US crude oil exporters enjoy lighter moment

Author Nicholas Watt, Editorial Manager, Freight

US sanctions on major oil exporting country Venezuela are having profound effects on the global oil trade, prompting US refiners to seek alternative crude supply and shifting Venezuelan crude flows more toward Asia.

But one of the less obvious knock-on effects, and one that benefits exporters of US crude, is lower costs for an obscure leg of the journey that takes US crude to Asian shores called “reverse lightering.”

US crude exporters typically need to use reverse lightering, a process whereby crude is transshipped from a smaller tanker onto a larger one in the Gulf coast, when shipping to Asia. This is necessary because the shallowness of US ports prevents larger tankers used for long-haul journeys from fully loading cargoes directly.

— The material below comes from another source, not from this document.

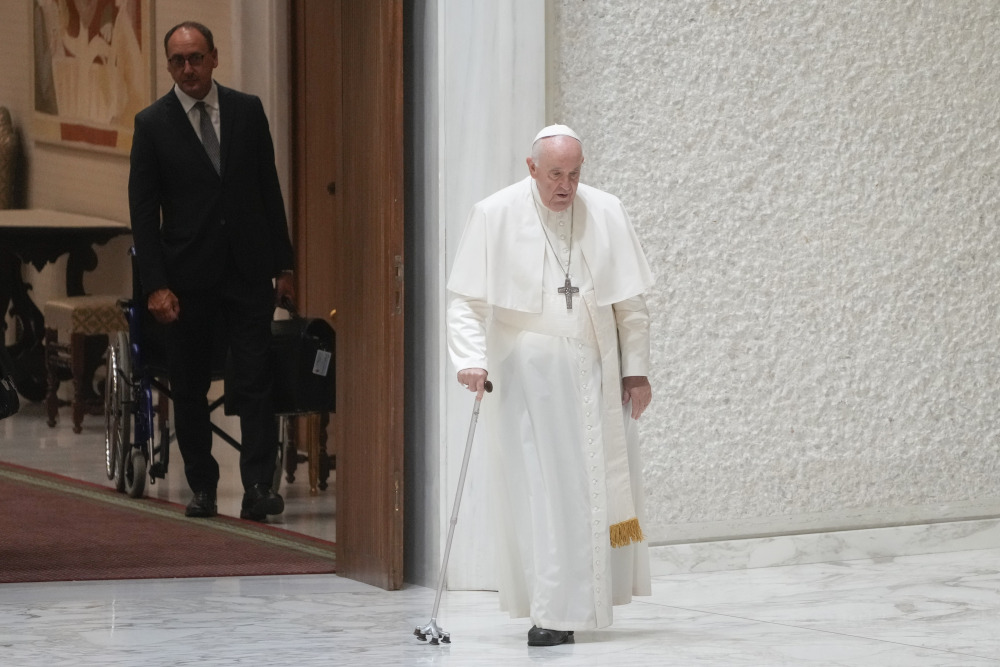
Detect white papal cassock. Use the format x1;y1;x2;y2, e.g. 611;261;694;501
448;177;653;630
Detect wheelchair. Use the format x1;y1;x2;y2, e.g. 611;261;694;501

Oil tankerTo get a sense of the extent of lightering on the US Gulf coast, consider: US crude exports averaged 2.7mn b/d in July, with exporters conducting 39 reverse lightering jobs, according to data from oil analytics firm Vortexa.

The smaller tankers that are commonly used as the lightering vessels in this process – Aframaxes – are the same types of tankers that had been transporting Venezuelan oil to US Gulf refiners.

When the US effectively cut oil flows between the US and Venezuela with sanctions against the South American country’s state energy firm PdV on 29 January, more Aframax tankers became available for reverse lighterings.

This allowed US exporters to negotiate lower reverse lightering costs for their shipments to Japan, South Korea, China, India, and other faraway importers. The assessed rate for one reverse lightering job on an Aframax has averaged $215,000 lump sum since Argus began publishing rates in its Argus Freight publication on 22 June (available in Argus Freight, Argus Crude and Argus Americas Crude). The figure is down from as high as $400,000 in December 2018, when regional Aframax supply was more stretched with the additional loadings in Venezuela.

That decrease from $400,000 to $215,000 means that with three Aframaxes needed to fill a VLCC, which can carry roughly 2mn bl of oil, US sanctions against Venezuela have helped save 28₵/bl on transportation costs.

And that’s an effect of Venezuela’s sanctions that US oil exporters will welcome on their balance books.